Cross-Convolutional Layer Pooling for Image Classification

The paper presents a novel method for image representation using deep convolutional neural networks (DCNNs), focusing on convolutional layer activations rather than the more commonly used fully-connected layers. The proposed technique, named cross-convolutional-layer pooling, advances the understanding and application of convolutional layers in the context of visual classification tasks. This method leverages convolutional layers' spatial information to create robust image representations at a reduced computational cost compared to traditional methods.

Overview and Methodology

Traditional approaches to utilizing DCNNs for image classification typically emphasize features from the fully-connected layers, which are perceived as more discriminative. This research, however, demonstrates that convolutional layer activations hold untapped potential for powerful image representation when processed with appropriate techniques. The core innovation of the paper lies in transforming convolutional layer features into effective regional descriptors through cross-convolutional-layer pooling.

Rather than extracting a global image representation from the fully-connected layers, the proposed method extracts subarrays of feature maps from one convolutional layer as local features. These are pooled using the guidance of successive layer feature maps. This approach significantly reduces computational demand by minimizing the frequency of DCNN forward computation, a notable advantage over methods requiring multiple forward computations for each local region representation. Moreover, it addresses domain mismatch issues, often encountered with fully-connected layer activations when applied to describe local image regions.

The cross-convolutional-layer pooling combines several channel-specific pooling results without additional dictionary learning or encoding steps. This simplicity offers a computationally efficient alternative, while extensive experiments on datasets, including MIT-67 and Birds-200, demonstrate comparable or even superior performance to fully-connected layer methodologies, particularly in fine-grained and scene classification tasks.

Numerical Results

The technique was rigorously tested across four datasets for different visual classification tasks: scene classification (MIT-67), fine-grained object classification (Birds-200), generic object classification (Pascal VOC 2007), and attribute classification (H3D Human Attributes dataset). The results underline the efficacy of cross-layer pooling, notably achieving a remarkable balance of performance and computational efficiency. For example, on the Birds-200 dataset, the proposed method achieved 73.5% accuracy, outperforming many existing approaches that rely on more computational resources.

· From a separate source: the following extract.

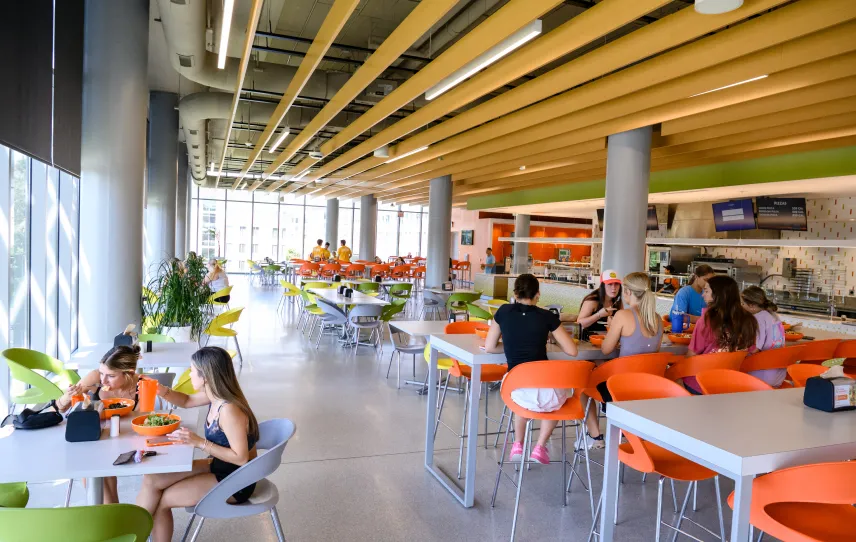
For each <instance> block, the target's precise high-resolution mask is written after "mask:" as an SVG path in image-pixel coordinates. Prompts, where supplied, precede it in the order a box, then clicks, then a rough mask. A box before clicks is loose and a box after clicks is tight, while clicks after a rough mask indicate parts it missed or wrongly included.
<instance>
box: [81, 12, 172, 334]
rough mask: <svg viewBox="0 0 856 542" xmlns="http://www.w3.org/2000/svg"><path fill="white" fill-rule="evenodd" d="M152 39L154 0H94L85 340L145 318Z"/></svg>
mask: <svg viewBox="0 0 856 542" xmlns="http://www.w3.org/2000/svg"><path fill="white" fill-rule="evenodd" d="M148 39H149V2H148V0H124V1H122V2H104V1H99V0H87V1H86V7H85V18H84V42H83V111H82V113H83V115H82V124H83V125H82V133H81V139H82V141H81V143H82V149H81V157H80V165H81V175H80V279H79V281H80V282H79V284H80V293H79V316H80V327H79V334H80V335H79V336H80V340H79V344H86V343H90V342H111V341H112V340H113V337H114V336H115V335H116V334H117V333H120V332H121V331H122V329H124V327H125V326H126V325H127V324H129V323H136V324H137V325H138V326H139V323H140V294H141V287H142V282H143V193H144V192H143V182H144V177H143V176H144V174H145V165H146V151H145V149H146V106H147V104H148V100H149V85H148ZM173 135H174V136H175V135H177V132H176V133H175V134H173ZM138 329H139V328H138Z"/></svg>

Implications and Future Directions

This method's implications are significant both practically and theoretically. Practically, it offers a computationally efficient way to leverage pretrained DCNNs, which could facilitate broader adoption in resource-constrained environments. Theoretically, it challenges the conventional belief that fully-connected layers are inherently superior for generating image representations, highlighting instead that convolutional layers, if appropriately processed, can offer enhanced discriminative power.

Future developments could explore the integration of cross-convolutional-layer pooling with other neural network architectures. Additionally, extending the methodology to support unsupervised or semi-supervised tasks could enable its application in scenarios with limited labeled data. The feature extraction and computational efficiency advancements presented might influence future AI developments beyond image classification, potentially inspiring innovations in related fields such as object detection and semantic segmentation.

In conclusion, this research substantiates the potential of convolutional layers in DCNNs through cross-layer pooling, offering a promising direction for efficient and effective image representation. The impressive balance of accuracy and speed marks a notable contribution to the domain of visual recognition, with ongoing implications for the design and application of neural network models.